Arvestad L, Bruno W J
Theoretical Biology and Biophysics, Los Alamos National Laboratory, NM 87545, USA.
J Mol Evol. 1997 Dec;45(6):696-703. doi: 10.1007/pl00006274.
We present a method for estimating the most general reversible substitution matrix corresponding to a given collection of pairwise aligned DNA sequences. This matrix can then be used to calculate evolutionary distances between pairs of sequences in the collection. If only two sequences are considered, our method is equivalent to that of Lanave et al. (1984). The main novelty of our approach is in combining data from different sequence pairs. We describe a weighting method for pairs of taxa related by a known tree that results in uniform weights for all branches. Our method for estimating the rate matrix results in fast execution times, even on large data sets, and does not require knowledge of the phylogenetic relationships among sequences. In a test case on a primate pseudogene, the matrix we arrived at resembles one obtained using maximum likelihood, and the resulting distance measure is shown to have better linearity than is obtained in a less general model.
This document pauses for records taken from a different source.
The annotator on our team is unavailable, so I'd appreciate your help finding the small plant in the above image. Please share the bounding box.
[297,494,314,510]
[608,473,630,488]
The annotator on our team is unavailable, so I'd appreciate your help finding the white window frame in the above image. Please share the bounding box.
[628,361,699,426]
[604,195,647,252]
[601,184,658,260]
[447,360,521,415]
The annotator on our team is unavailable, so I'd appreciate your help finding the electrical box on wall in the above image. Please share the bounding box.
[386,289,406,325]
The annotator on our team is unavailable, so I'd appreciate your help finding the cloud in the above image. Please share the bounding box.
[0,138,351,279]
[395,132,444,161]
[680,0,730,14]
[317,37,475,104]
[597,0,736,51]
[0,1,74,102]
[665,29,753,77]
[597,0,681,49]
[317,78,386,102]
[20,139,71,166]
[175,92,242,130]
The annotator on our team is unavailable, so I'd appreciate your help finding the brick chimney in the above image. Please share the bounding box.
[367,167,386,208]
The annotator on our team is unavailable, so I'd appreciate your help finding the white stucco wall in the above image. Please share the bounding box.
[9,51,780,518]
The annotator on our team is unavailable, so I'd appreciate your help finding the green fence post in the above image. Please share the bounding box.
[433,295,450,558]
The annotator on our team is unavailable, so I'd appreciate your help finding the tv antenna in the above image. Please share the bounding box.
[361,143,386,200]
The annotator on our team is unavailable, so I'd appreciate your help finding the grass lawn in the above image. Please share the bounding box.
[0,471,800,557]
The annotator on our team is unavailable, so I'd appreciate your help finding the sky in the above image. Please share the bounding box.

我们提出了一种方法,用于估计与给定的成对排列DNA序列集合相对应的最通用可逆替换矩阵。然后,该矩阵可用于计算集合中序列对之间的进化距离。如果只考虑两个序列,我们的方法等同于拉纳韦等人(1984年)的方法。我们方法的主要新颖之处在于结合了来自不同序列对的数据。我们描述了一种针对由已知树相关联的分类单元对的加权方法,该方法可为所有分支产生均匀的权重。我们估计速率矩阵的方法即使在大型数据集上也能快速执行,并且不需要了解序列之间的系统发育关系。在一个灵长类假基因的测试案例中,我们得到的矩阵类似于使用最大似然法获得的矩阵,并且结果表明所得的距离度量比在不太通用的模型中具有更好的线性。